DÜNYA TÜRKLÜĞÜ STRATEJİK AKIL MERKEZİ DT-SAM Başkan Yardımcısı Doç.Dr. İbrahim Yücedağ "Yeni Dünya Düzeni"nde Yeni Bir Model: Dünya Türklüğü'' başlıklı bir analiz yayımladı.Misyonlarını ''Sadece Anadolu coğrafyasıyla sınırlandırılan milliyetçilik anlayışının, dünya düzeninde bizlere oyalanmamız için verilen bir alan olduğu açıktır. Bizler tam da buna itiraz etmekteyiz. Yeryüzünün yeniden imar edilmesi, tartışmaya yer vermeyecek bir şekilde adil bir düzenin kurulması düşüncesi temel mottomuzdur'' şeklinde ifade eden Doç.Dr. İbrahim Yücedağ' ın yazısının tam metni şöyle:

"Yeni Dünya Düzeni"nde Yeni Bir Model: Dünya Türklüğü
Küreselleşme, modernleşme ve postmodernleşme tartışmaları arasında mevcut değer ve anlatılar giderek anlam kaybına uğramaktadır. Özellikle kapitalizmin yeni yüzü olarak tanımlanan ve F. Jameson’ın Geç Kapitalizmin Kültürel Mantığı olarak tanımladığı süreçte, aileden hukuka, ulus-devletten milliyetçiliklere, dinden ekonomiye tüm toplumsal küreler yeniden tanımlanmaya çalışılmaktadır.

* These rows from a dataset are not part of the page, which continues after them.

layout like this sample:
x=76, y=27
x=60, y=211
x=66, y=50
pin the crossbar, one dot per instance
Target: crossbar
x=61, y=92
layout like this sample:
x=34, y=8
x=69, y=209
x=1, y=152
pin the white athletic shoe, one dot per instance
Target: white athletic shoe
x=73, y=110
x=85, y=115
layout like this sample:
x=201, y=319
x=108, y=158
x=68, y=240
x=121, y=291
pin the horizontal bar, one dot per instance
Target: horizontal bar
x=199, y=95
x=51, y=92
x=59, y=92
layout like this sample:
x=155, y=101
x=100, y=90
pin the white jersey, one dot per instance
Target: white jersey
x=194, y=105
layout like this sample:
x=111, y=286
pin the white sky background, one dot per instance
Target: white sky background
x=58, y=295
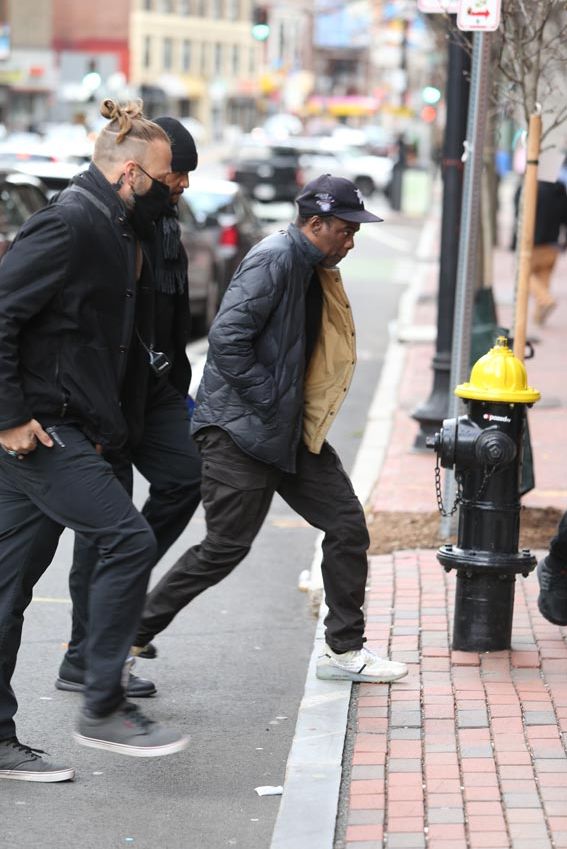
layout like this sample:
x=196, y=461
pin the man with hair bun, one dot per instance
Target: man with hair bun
x=159, y=444
x=70, y=288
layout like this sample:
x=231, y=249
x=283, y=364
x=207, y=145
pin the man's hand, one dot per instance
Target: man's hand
x=23, y=439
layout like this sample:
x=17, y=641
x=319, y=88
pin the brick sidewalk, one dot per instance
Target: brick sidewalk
x=468, y=752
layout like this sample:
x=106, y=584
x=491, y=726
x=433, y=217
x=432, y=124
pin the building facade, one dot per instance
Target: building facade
x=196, y=58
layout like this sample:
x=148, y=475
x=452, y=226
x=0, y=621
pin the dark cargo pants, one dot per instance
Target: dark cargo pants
x=72, y=486
x=168, y=459
x=236, y=492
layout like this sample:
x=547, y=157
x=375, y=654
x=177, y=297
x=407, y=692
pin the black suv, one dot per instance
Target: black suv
x=19, y=197
x=266, y=171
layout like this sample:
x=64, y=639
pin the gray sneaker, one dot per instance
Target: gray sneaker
x=128, y=732
x=25, y=764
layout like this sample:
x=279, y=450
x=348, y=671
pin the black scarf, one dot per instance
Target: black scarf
x=170, y=265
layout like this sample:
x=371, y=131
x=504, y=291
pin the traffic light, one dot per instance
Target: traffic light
x=260, y=25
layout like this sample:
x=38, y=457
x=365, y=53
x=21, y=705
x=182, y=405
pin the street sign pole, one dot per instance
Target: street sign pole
x=468, y=241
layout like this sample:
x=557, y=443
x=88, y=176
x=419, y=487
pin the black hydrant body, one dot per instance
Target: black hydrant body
x=485, y=449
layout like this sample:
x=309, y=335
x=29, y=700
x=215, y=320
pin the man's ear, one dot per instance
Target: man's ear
x=315, y=224
x=129, y=169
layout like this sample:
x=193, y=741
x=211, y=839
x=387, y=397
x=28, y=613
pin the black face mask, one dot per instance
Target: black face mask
x=148, y=207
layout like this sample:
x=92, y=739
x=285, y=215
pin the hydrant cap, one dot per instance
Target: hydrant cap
x=499, y=376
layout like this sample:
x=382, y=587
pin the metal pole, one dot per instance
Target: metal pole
x=526, y=229
x=430, y=414
x=468, y=241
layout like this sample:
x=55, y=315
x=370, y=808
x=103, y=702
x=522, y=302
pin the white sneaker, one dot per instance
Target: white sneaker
x=361, y=665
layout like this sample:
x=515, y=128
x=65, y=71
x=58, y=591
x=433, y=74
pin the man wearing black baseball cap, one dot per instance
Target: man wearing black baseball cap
x=280, y=361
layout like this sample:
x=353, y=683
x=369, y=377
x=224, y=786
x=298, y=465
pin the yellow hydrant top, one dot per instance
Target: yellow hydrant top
x=499, y=376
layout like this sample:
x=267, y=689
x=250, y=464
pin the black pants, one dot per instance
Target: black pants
x=71, y=486
x=237, y=492
x=169, y=459
x=558, y=545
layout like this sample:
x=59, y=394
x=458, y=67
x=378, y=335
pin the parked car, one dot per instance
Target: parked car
x=225, y=214
x=20, y=196
x=267, y=172
x=329, y=155
x=54, y=176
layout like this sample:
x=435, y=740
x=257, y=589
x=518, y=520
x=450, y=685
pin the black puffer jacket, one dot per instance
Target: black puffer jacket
x=252, y=384
x=67, y=306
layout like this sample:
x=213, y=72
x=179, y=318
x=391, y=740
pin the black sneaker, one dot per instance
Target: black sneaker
x=128, y=732
x=72, y=679
x=25, y=764
x=552, y=599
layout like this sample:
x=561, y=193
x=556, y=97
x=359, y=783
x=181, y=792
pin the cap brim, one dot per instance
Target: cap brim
x=358, y=216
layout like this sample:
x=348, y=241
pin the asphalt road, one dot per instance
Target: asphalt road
x=231, y=668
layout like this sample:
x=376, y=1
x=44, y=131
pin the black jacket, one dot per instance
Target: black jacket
x=67, y=307
x=252, y=384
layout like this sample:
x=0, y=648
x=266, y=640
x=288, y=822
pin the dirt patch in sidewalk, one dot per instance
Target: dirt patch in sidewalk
x=397, y=531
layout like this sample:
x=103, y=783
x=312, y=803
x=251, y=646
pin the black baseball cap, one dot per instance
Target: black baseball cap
x=336, y=196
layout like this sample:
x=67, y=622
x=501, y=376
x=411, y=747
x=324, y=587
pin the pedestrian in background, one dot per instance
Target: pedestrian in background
x=159, y=444
x=552, y=577
x=68, y=289
x=280, y=361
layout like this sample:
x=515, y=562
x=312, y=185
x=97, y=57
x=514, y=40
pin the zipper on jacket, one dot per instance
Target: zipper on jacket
x=64, y=393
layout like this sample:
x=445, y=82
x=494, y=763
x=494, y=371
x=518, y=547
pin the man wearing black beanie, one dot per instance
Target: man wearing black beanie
x=155, y=408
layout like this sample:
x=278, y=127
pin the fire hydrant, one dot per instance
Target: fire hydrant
x=485, y=449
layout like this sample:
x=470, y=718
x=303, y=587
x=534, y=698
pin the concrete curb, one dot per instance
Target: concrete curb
x=308, y=810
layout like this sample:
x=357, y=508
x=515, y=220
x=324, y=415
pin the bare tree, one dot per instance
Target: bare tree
x=531, y=46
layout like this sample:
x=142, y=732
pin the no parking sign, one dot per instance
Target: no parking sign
x=450, y=7
x=479, y=15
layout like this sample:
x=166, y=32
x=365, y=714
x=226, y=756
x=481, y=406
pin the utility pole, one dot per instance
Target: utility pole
x=431, y=413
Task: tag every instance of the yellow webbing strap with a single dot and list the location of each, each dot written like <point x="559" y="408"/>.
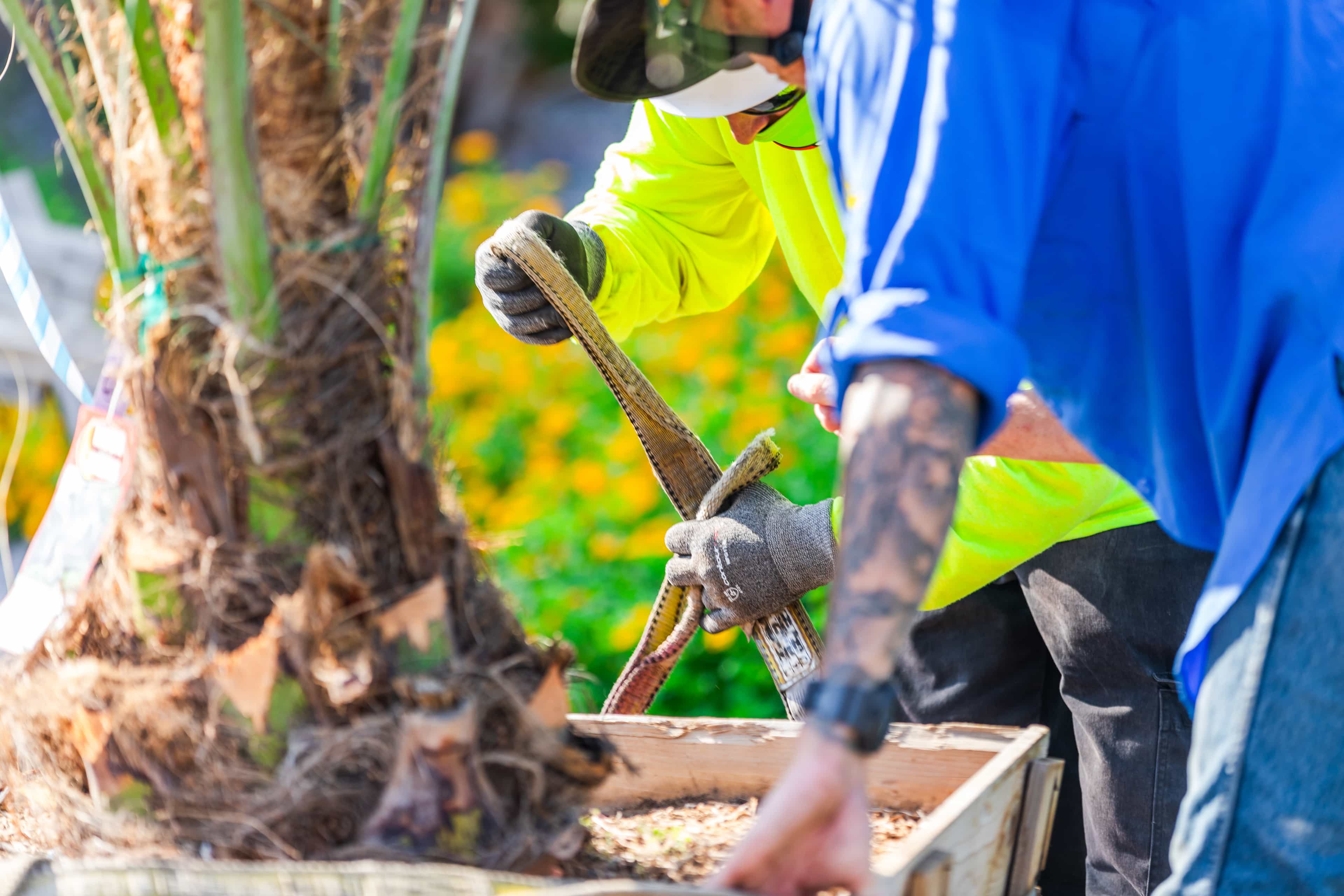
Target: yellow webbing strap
<point x="691" y="479"/>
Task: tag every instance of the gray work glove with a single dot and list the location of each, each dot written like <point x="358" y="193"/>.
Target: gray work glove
<point x="756" y="558"/>
<point x="517" y="303"/>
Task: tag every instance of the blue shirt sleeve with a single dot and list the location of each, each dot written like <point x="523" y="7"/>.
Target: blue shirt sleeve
<point x="941" y="120"/>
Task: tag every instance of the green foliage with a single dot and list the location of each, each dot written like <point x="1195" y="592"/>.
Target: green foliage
<point x="555" y="480"/>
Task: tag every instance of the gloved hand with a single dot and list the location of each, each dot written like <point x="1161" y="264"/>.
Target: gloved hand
<point x="756" y="558"/>
<point x="517" y="303"/>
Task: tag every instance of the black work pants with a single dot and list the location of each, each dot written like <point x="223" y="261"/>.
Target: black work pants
<point x="1081" y="639"/>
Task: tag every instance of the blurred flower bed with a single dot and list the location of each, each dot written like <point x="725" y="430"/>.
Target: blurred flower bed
<point x="553" y="476"/>
<point x="41" y="457"/>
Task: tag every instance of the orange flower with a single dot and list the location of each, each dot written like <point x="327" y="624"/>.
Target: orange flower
<point x="720" y="370"/>
<point x="790" y="342"/>
<point x="475" y="148"/>
<point x="589" y="477"/>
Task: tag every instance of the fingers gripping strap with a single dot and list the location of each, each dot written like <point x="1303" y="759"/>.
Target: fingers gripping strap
<point x="685" y="468"/>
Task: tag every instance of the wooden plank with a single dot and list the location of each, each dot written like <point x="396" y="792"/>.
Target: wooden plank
<point x="1038" y="820"/>
<point x="737" y="758"/>
<point x="976" y="825"/>
<point x="932" y="878"/>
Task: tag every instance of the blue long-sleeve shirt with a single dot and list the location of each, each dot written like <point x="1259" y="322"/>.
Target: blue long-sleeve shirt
<point x="1139" y="205"/>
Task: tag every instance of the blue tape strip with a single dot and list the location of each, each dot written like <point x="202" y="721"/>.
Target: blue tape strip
<point x="18" y="276"/>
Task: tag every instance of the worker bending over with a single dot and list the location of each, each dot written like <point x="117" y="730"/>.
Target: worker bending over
<point x="1065" y="582"/>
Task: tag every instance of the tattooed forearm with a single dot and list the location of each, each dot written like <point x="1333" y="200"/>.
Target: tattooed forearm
<point x="910" y="426"/>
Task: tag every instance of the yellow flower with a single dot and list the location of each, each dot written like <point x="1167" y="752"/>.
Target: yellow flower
<point x="475" y="148"/>
<point x="545" y="467"/>
<point x="625" y="447"/>
<point x="464" y="202"/>
<point x="772" y="295"/>
<point x="627" y="633"/>
<point x="514" y="511"/>
<point x="722" y="641"/>
<point x="589" y="477"/>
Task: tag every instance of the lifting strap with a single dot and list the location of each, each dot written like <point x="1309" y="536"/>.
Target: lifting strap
<point x="691" y="479"/>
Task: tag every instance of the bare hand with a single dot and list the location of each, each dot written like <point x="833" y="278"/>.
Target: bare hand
<point x="818" y="389"/>
<point x="811" y="832"/>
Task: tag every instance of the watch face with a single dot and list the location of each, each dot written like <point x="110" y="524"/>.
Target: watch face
<point x="867" y="710"/>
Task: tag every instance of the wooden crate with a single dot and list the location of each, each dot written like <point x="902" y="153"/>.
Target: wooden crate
<point x="988" y="796"/>
<point x="988" y="793"/>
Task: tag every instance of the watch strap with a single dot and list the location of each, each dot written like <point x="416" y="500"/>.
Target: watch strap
<point x="866" y="708"/>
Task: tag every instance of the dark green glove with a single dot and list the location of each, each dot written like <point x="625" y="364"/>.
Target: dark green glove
<point x="517" y="303"/>
<point x="756" y="558"/>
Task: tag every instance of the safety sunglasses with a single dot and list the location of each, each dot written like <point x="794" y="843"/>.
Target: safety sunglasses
<point x="674" y="33"/>
<point x="783" y="101"/>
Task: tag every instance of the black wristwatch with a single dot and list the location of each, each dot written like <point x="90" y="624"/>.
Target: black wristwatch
<point x="866" y="710"/>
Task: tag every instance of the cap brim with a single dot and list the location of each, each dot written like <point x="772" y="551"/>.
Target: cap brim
<point x="611" y="58"/>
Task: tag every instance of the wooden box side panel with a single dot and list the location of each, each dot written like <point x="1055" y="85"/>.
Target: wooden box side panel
<point x="976" y="827"/>
<point x="920" y="768"/>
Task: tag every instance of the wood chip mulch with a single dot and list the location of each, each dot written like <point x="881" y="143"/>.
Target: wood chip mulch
<point x="686" y="843"/>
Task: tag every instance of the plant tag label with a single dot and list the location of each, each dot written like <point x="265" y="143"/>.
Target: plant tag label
<point x="787" y="649"/>
<point x="91" y="491"/>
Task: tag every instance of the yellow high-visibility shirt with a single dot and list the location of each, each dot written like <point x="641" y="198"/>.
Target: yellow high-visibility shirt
<point x="690" y="217"/>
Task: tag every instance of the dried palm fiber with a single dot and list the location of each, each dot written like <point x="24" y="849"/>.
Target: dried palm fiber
<point x="289" y="648"/>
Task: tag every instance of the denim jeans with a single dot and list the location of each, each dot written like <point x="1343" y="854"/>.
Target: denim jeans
<point x="1081" y="639"/>
<point x="1265" y="811"/>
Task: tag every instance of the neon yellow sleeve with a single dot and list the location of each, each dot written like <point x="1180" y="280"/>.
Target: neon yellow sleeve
<point x="685" y="234"/>
<point x="1008" y="511"/>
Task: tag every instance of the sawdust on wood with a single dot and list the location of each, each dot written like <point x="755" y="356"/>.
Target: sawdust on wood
<point x="686" y="843"/>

Bu tanımlanma çabaları içinde özellikle milliyetçilikler ve ulus-devletler üzerinde özellikle durulmasında fayda olduğu kanaatindeyim. 19. yüzyılla beraber imparatorlukların yerini ulus-devletlere bırakması, büyük bir paradigma değişikliğini beraberinde getirmiş, yeni devletler ve yeni inşalar gerçekleştirilerek dünya sömürü düzeninin farklı bir boyutu devreye sokulmuştur.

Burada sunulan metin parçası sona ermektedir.